Okta and 1Password Face Criticism Following Breach Disclosure
Earlier This Week, Reports Explained a Hack of Okta ID Management
Overt Operator
October 26, 2023
1Password, a password management platform utilized by over a hundred thousand businesses, became the latest victim of a security breach earlier this month, Dark Reading reported. The intrusion occurred after hackers managed to breach its Okta ID management tenant, an instance used for managing employee-facing applications. On October 25, the hack on Okta was followed up by Fast Company, which reported that the incident has caused the Okta company to lose "$2 million" in capital, and caused its stock to drop by "11 percent."
In the hours since the reports first broke, TechTarget writes that Okta is taking "heat" for "risk and repeat" behaviors, and the company is facing criticism because the hack was the result of stolen credentials.
The company's Chief Technology Officer, Pedro Canahuati, confirmed the incident in a security notification. "We detected suspicious activity on our Okta instance related to their Support System incident," Canahuati stated. He added that after a comprehensive investigation, it was determined that no user data from 1Password was compromised.
The suspicious activity was detected on September 29, and immediate steps were taken to terminate it. The ensuing analysis confirmed that neither user data nor other sensitive systems, whether employee-facing or user-facing, were compromised.
The security breach comes after Okta disclosed last Friday that its support case management system had been hacked. The cyber attackers used stolen credentials to gain access. As part of their routine customer support, Okta frequently requests customers to upload HTTP Archive (HAR) files, which are used to troubleshoot issues. However, these files contain sensitive information, including authentication cookies and session tokens, which can potentially be utilized to imitate a valid Okta customer.
Okta was first informed of the breach by BeyondTrust, which provided forensics data showing that their support organization had been compromised. It took Okta more than two weeks to affirm the breach.
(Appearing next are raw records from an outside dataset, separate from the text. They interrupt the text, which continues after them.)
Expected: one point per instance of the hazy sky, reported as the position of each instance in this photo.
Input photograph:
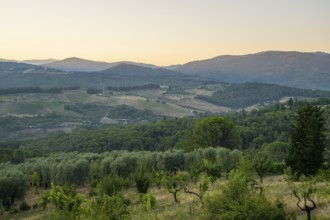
(160, 31)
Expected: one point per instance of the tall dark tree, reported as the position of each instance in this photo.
(307, 141)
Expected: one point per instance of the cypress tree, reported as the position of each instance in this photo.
(307, 141)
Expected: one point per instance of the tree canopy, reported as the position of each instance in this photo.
(307, 141)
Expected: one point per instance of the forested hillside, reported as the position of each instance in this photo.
(160, 169)
(247, 94)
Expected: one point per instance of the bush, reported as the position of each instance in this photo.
(113, 184)
(24, 206)
(238, 201)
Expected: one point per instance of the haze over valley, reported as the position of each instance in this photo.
(171, 109)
Additionally, Cloudflare, another cybersecurity company, detected harmful activity on their systems on October 18, two days before Okta's breach disclosure. Similarly to BeyondTrust, the cyber attackers used an authentication token stolen from Okta's support system to gain administrative privileges in Cloudflare's Okta instance.
1Password has linked its breach to the Okta incident. In a report released on Monday afternoon, 1Password stated that the cyber attackers infiltrated its Okta tenant using a stolen session cookie belonging to an IT employee. The company is currently corroborating with Okta's support team to further investigate the matter.
This incident highlights the increasing importance of robust cybersecurity measures for businesses, especially those in the digital space, as cyber threats become more sophisticated.